Often, cash-flow problems spurred by negative life events are the primary catalyst for mortgage delinquencies. A separate study shows that they were responsible for 70% of underwater mortgage defaults between 2008 and 2015, while strictly negative equity caused just 6% of these defaults. Underwater mortgages are defined as those where the principal owed on a home is worth more than the home value.

In many ways, this challenges the previously held belief that negative equity heavily triggered U.S. mortgage delinquencies during the global financial crisis.

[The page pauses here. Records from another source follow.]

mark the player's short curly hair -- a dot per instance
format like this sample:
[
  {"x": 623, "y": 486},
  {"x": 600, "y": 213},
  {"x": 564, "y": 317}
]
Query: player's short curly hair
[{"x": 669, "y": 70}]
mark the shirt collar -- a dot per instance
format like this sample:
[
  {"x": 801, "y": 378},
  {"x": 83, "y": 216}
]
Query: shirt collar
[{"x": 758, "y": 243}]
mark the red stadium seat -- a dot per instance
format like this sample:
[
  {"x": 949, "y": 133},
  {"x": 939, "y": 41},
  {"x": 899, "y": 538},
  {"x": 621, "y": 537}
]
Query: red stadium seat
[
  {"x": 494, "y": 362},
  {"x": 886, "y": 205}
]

Following next in line were excessive obligations, accounting for over 18% of responses in the second quarter of 2024. This figure has more than doubled over the last two years, at a time when credit card and auto loan delinquencies are at 10-year highs. In fact, Americans’ interest payments on non-mortgage debt now costs as much as mortgage interest payments for the first time ever.

Shielded from High Interest Rates

Looking ahead, the prospect of rising mortgage delinquencies remains uncertain.

Today, 96% of American homeowners have fixed mortgage rates, which often extend through the life of the loan. Many of these are more than 10 years, meaning that higher mortgage costs may not be a primary driver of bad loans for some time. Instead, rising unemployment or an economic downturn could have a more immediate and substantial impact on American homeowners in the future.